My second day in London began bright, but not too early. We headed out the door around 11 am and took the Tube to Leicester Square to pick up our London Passes, which get us into lots of amazing London attractions. Then, we headed for the London Eye, which isn’t one of those attractions, but Fast Pass tickets purchased in advance ensured that we wouldn’t have to wait in line for very long at all. We tried our hand at changing trains on our way with great success, ending up at Westminster station in no time. The Thames greeted us as we emerged from the Underground, the London Eye staring at us (see what I did there?) from across the water, and there above us rose the Houses of Parliament and the iconic clock tower.

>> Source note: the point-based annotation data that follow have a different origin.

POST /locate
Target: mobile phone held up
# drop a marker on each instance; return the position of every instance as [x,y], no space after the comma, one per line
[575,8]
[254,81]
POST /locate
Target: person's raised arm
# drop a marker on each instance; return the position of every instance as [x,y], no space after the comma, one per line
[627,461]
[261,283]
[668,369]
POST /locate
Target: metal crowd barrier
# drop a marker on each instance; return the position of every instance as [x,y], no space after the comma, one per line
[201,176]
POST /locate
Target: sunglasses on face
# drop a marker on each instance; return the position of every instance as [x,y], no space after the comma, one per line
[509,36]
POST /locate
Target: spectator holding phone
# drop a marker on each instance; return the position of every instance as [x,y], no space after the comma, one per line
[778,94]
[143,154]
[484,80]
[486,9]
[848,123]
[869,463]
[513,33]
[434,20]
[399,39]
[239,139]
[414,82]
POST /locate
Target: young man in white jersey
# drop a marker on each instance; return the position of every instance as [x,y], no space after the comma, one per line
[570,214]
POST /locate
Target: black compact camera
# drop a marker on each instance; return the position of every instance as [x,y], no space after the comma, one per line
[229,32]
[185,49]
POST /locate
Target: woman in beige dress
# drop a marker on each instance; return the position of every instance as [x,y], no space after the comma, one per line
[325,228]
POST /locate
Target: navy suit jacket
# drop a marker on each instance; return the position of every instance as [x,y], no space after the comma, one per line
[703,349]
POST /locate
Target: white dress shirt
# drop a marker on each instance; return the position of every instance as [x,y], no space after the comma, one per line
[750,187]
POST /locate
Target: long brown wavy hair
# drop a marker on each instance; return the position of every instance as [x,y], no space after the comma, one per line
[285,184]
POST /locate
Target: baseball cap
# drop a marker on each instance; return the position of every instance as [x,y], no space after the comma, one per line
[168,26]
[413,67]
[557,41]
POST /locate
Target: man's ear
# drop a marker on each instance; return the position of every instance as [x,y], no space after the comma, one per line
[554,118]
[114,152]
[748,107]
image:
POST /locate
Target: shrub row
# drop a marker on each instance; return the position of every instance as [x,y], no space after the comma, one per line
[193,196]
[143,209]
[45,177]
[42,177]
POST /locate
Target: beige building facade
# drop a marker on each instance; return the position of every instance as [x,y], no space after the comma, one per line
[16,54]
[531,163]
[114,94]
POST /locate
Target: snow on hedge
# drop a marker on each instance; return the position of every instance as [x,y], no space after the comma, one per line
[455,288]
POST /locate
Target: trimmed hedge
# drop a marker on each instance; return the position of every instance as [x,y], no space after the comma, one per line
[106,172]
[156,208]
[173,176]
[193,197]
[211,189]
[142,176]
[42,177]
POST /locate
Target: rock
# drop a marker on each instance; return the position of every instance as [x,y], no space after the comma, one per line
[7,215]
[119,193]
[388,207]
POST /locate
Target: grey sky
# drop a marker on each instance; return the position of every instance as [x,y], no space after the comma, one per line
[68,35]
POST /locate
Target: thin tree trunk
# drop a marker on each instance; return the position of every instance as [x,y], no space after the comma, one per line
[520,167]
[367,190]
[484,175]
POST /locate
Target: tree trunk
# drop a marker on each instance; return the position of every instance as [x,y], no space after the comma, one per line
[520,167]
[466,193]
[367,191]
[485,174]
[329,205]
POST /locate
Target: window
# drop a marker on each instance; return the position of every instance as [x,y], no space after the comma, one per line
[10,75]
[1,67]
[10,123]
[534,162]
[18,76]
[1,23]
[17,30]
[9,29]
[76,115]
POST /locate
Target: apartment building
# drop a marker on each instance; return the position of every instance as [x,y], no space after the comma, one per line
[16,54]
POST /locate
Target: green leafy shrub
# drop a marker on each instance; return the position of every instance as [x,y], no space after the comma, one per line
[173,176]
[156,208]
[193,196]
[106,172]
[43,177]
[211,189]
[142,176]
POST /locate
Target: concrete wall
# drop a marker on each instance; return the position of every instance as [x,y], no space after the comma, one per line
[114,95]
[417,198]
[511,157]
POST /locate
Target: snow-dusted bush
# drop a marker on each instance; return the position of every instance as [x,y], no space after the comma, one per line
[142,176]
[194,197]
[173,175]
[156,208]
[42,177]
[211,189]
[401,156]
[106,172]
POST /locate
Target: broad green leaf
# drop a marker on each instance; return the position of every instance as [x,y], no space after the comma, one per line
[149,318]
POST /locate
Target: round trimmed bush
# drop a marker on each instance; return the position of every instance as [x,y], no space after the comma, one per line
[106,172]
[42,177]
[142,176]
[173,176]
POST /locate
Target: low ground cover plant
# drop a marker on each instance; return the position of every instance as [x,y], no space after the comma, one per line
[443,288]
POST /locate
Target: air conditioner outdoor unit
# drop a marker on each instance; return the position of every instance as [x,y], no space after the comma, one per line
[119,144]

We made our way across Westminster Bridge, just two more sheep in the herds of tourists on a sunny – and very warm – day, and boarded the Eye, taking in breathtaking and far-reaching views of London as our capsule slowly made its way around. I know it’s a very touristy thing to do, but the views make it worth navigating the crowds.
Once our capsule returned us to land, we made our way back across Westminster Bridge and had lunch at a pub across from Parliament. We even had lunchtime entertainment, courtesy of the woman at the bar who was already pissed…and it was only very early afternoon. After lunch, we ventured across Parliament Square to Westminster Abbey (covered by our London Pass). After a quick wander inside St. Margaret’s Church, we entered the Abbey and received our little audio-tour thingies. Numbers on our map indicated specific points of interest and when the matching numbers are pressed, Jeremy Irons’ amazing voice fills you in with more info. So many people are commemorated there, it’s really quite amazing. Most of the inscriptions are in Latin…which, unfortunately for me, I dropped after three weeks back at university. The entire Abbey was absolutely breathtaking, completely awe-inspiring, and Henry VII’s Lady Chapel was particularly stunning. Poet’s Corner was very interesting to wander through, especially as a literature major, and the Abbey shop had lots of interesting and fun souvenirs.
After the Abbey, we met up with a friend of C’s who also happens to be in London as part of an extended stop in the UK…and her custom’s official was just as unfriendly – if not more so – than mine. She and C set off to wander and explore while I headed back to the flat to rest my already aching feet, the price for tons of walking in relatively new shoes (I knew better, but…), and stayed in for the rest of the night. Although it seemed that we almost instantly adjusted to the eight hour time difference – thanks to the advice to hit the ground running – I was still feeling the effects of the 32 hours I was awake the day before.